Management of gastrointestinal amyloidosis primarily focuses on addressing the underlying cause of the amyloidosis and providing symptomatic relief.
For AL amyloidosis
For AL amyloidosis, treatment aims to suppress the production of abnormal light chains, often involving chemotherapy regimens that may include drugs like melphalan, cyclophosphamide, bortezomib, and dexamethasone. High-dose chemotherapy followed by autologous stem cell transplantation may be considered for eligible patients.
For AA amyloidosis
For AA amyloidosis, treatment is directed at controlling the chronic inflammatory or infectious condition that is driving SAA protein production. This may involve anti-inflammatory medications, biologic agents that target specific cytokines like TNF-alpha or IL-6, or antibiotics for chronic infections.
Hereditary forms of ATTR amyloidosis
Hereditary forms of ATTR amyloidosis can be managed with therapies that stabilize the TTR protein, such as tafamidis or diflunisal, or gene-silencing drugs that reduce the production of the abnormal protein.
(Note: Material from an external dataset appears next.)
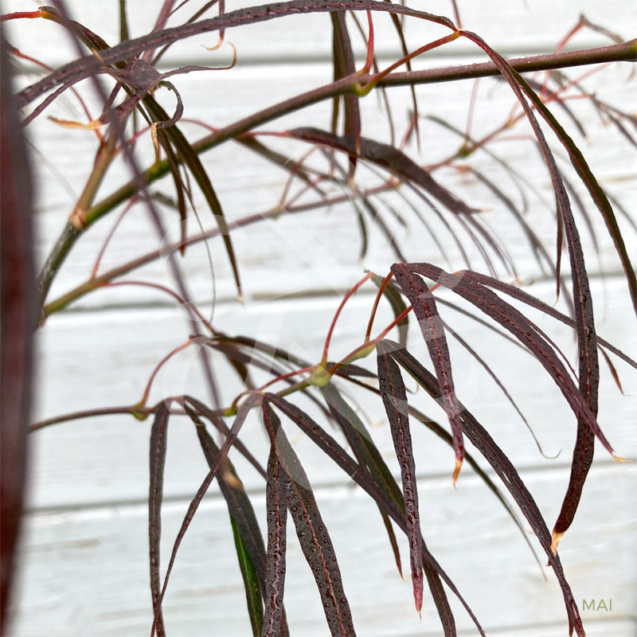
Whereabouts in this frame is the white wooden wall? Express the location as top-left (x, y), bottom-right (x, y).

Symptomatic management is a part of care for all types of GI amyloidosis. This can include medications to alleviate nausea, vomiting, diarrhea, or constipation. Nutritional support is necessary, and procedures like balloon dilation for esophageal narrowing or Botox injections for stomach spasms may be considered. A multidisciplinary approach, involving specialists in hematology, gastroenterology, cardiology, and neurology, is beneficial for comprehensive care.